5. What is the average size of your clients’ accounts? This information is often obtainable, even for planners who do not participate in the annual survey in Bloomberg’s Wealth Manager that lists several hundred planners and their average account sizes. Why would you ask this? Because if the planner’s average client has an account size of $10,000,000, and your account is $200,000, you may not have the best fit. The same is true if you have an account size of $10,000,000 and the planner’s average account is $200,000. Certainly, you will want to consciously explore the issue with the planner.
 
6. Can you give me the names of three clients I can call as references? In order to protect clients’ privacy, planners do not routinely give out clients’ names without permission. Still, be a little leery of planners who will not give you any names as references. Most planners do have several clients who have authorized the release of their names and phone numbers to prospective clients. Even if it is their mothers, their sisters, and (on good days) their spouses, all planners should be able to come up with three people who can tell you something about their character.
 
7. How will information be delivered and meetings be conducted if we can’t meet in person? Because of modern technology, you don’t necessarily have to be in the same geographical location as the planner. Many planners have websites where data can be uploaded and viewed easily by clients during phone conferences.
 
8. Will you describe what you consider to be a fully diversified portfolio? Ideally, the planner’s definition of a diversified portfolio will come close to the one found here.  Asset class diversification is an important factor in successful long-term investing, and you deserve a planner who both understands and practices it.
 
9. How do you charge for your services?  This is an essential question to ask.
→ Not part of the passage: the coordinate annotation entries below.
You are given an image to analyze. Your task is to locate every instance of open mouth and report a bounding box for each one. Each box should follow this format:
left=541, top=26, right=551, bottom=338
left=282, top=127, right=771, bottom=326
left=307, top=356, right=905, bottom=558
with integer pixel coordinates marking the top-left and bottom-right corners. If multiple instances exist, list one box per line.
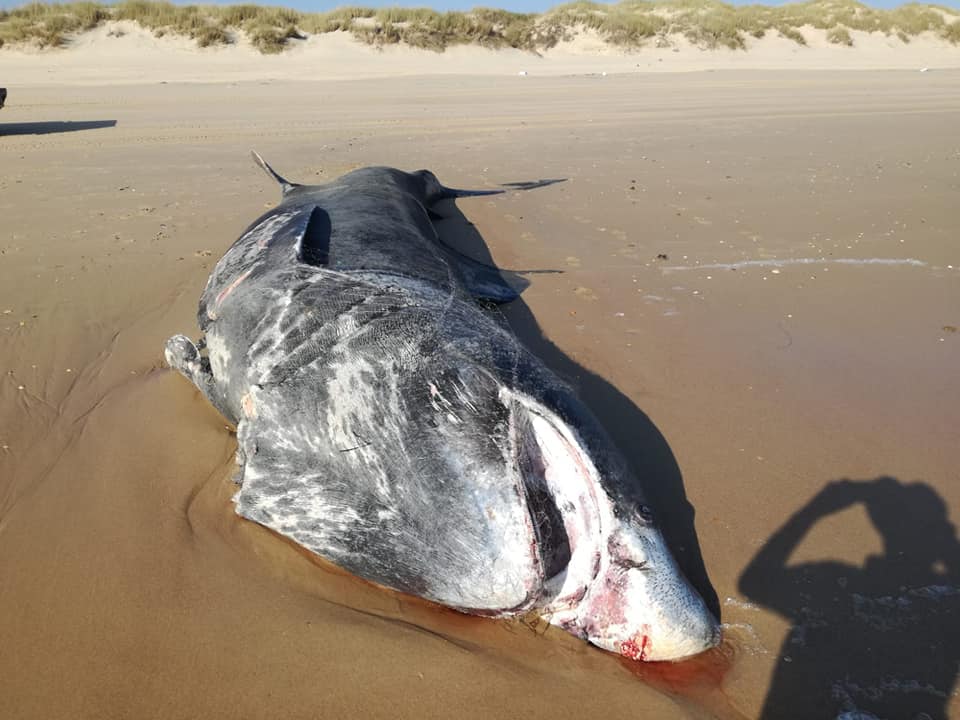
left=510, top=394, right=718, bottom=660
Some financial planners are commission-only, which means they do not charge fees to clients but earn their money solely through commissions on products they sell.  They are financial products salespeople first and financial planners second. Others are fee-based, which means they operate on a combination of commissions and fees. Others are fee-only, meaning they sell no products for commission but charge clients directly for the services they provide.  I highly recommend staying with a fee-only planner, who will have a fiduciary responsibility to you, the client.